Есть! «Повелся» на настоящего мужчину!

– Может быть, ты не откажешься сопроводить меня вечерком в это славное заведение? Или я ошибаюсь? – Голос в меру печальный, с еле уловимой надеждой. Если Валевича не прошибет, значит, я его совсем не знаю.

– Ну, если тебе очень надо… Когда ты хочешь сходить?

Когда, когда? Как бы не промахнуться. Допустим, приду, а Подлубняка как раз в этот день и не будет. Не могу же я в «Арамисе» всю неделю ошиваться. Но выбора нет. Что-то мне подсказывает, что не станет Алексей Михайлович согласовывать со мной свои клубные загулы. Придется действовать наугад.

Прошептала я про себя горячую просьбу ангелу-хранителю, чтобы подсуетился насчет удачи, и сказала первое, что на ум пришло:

– Мне нужно послезавтра.

– Договорились. Я тебе еще перезвоню, уточню время.
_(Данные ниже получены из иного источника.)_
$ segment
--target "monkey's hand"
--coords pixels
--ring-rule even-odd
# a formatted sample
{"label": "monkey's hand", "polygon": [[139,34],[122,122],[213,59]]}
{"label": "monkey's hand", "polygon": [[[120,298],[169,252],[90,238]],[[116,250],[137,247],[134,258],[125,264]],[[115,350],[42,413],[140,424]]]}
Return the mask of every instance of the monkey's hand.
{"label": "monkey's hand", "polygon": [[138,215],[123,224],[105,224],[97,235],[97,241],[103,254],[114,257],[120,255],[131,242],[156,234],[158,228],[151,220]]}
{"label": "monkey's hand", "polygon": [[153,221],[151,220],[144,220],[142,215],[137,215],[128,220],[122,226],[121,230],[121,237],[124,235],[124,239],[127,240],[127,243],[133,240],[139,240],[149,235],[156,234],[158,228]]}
Пока, до встречи. Наряды готовь. – И Борис, наконец-то, засмеялся. Но по-доброму.

Пока, пока. А как же холодная сиротская постель? Впрочем, лето, не замерзну и одна.

* * *

– Алексей Михайлович! Неприятность. – Голос в трубке срывался и испуганно вибрировал.

– Что случилось, Людмила Семеновна? – Подлубняк не скрывал раздражения. Идет важное совещание, а домработница врывается со своим звонком, сбивая нужную мысль, которую он только что сформулировал внутри себя до конца. И наверняка какая-нибудь чушь, жалоба насчет бригады ремонтников. В досаде Алексей Михайлович даже не подумал, что домоправительница почти никогда не обременяла его пустыми звонками. И ценил он ее, собственно, и за это тоже.

– Алексей Михайлович, Джина заболела!

О, господи! Приболел щенок. Разве это повод для паники. Подлубняк с досадой швырнул на стол органайзер в кожаном переплете, но в груди что-то неожиданно оборвалось и заныло.